Por la Espiral

CLAUDIA LUNA PALENCIA

            Era de esperarse: Janet Yellen dejará su cargo al frente de la Reserva Federal, ni ella ni sus ideales ni su visión de la política monetaria encajan dentro del nuevo gobierno encabezado por el demente que ocupa la Casa Blanca.
            No me gustan los descalificativos facilones pero cada vez me convenzo más que Donald Trump es un tipo con ciertos rasgos  esquizoides -que no de genialidad- que rayan en la perversidad y bien pueden provocar un desastre.
            Hace unos días comentaba con un grupo de amigos que el arribo de un outsider como él, de poco bagaje político, pero con proyección mediática está siendo utilizado como aliciente para aupar a muchos grupos extremistas en busca del poder.
            El razonamiento es que si Estados Unidos no ha colapsado después de que Trump asumió el poder entonces el aliciente invita a intentarlo para muchos otros outsiders con ideas políticamente contrarias a los consensos globales y primordialmente incendiarias.
            En ese lindero no encajaba alguien como Yellen forjada al calor de la tecnocracia pragmática norteamericana, su salida era inminente y anunciada desde el mismo día en que Trump ocupó la Casa Blanca.

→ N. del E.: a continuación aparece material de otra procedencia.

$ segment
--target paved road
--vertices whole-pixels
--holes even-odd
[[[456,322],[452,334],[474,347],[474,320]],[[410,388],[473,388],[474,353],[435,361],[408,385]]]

            Ahora bien uno de los cargos más relevantes  es precisamente la cartera de la Reserva Federal que demanda, por lo menos hasta ahora, cierta prudencia y una personalidad sagaz que sepa lidiar además con la presión encima de la prensa interna e internacional, y los ojos acuciosos de  los mercados financieros.
            Si hay un puesto en Estados Unidos que ocupa la atención de la opinión pública es precisamente la FED no es únicamente sapiencia y el don de saber estar es también la cualidad de la prudencia.
            Un desliz puede inclusive desestabilizar los mercados financieros globales, un mal gesto, un tono inadecuado o bien una señal contradictoria; recordemos que los inversores internacionales tienen la piel sensible y demandan de las autoridades monetarias y financieras claridad de pensamiento así como de decisión.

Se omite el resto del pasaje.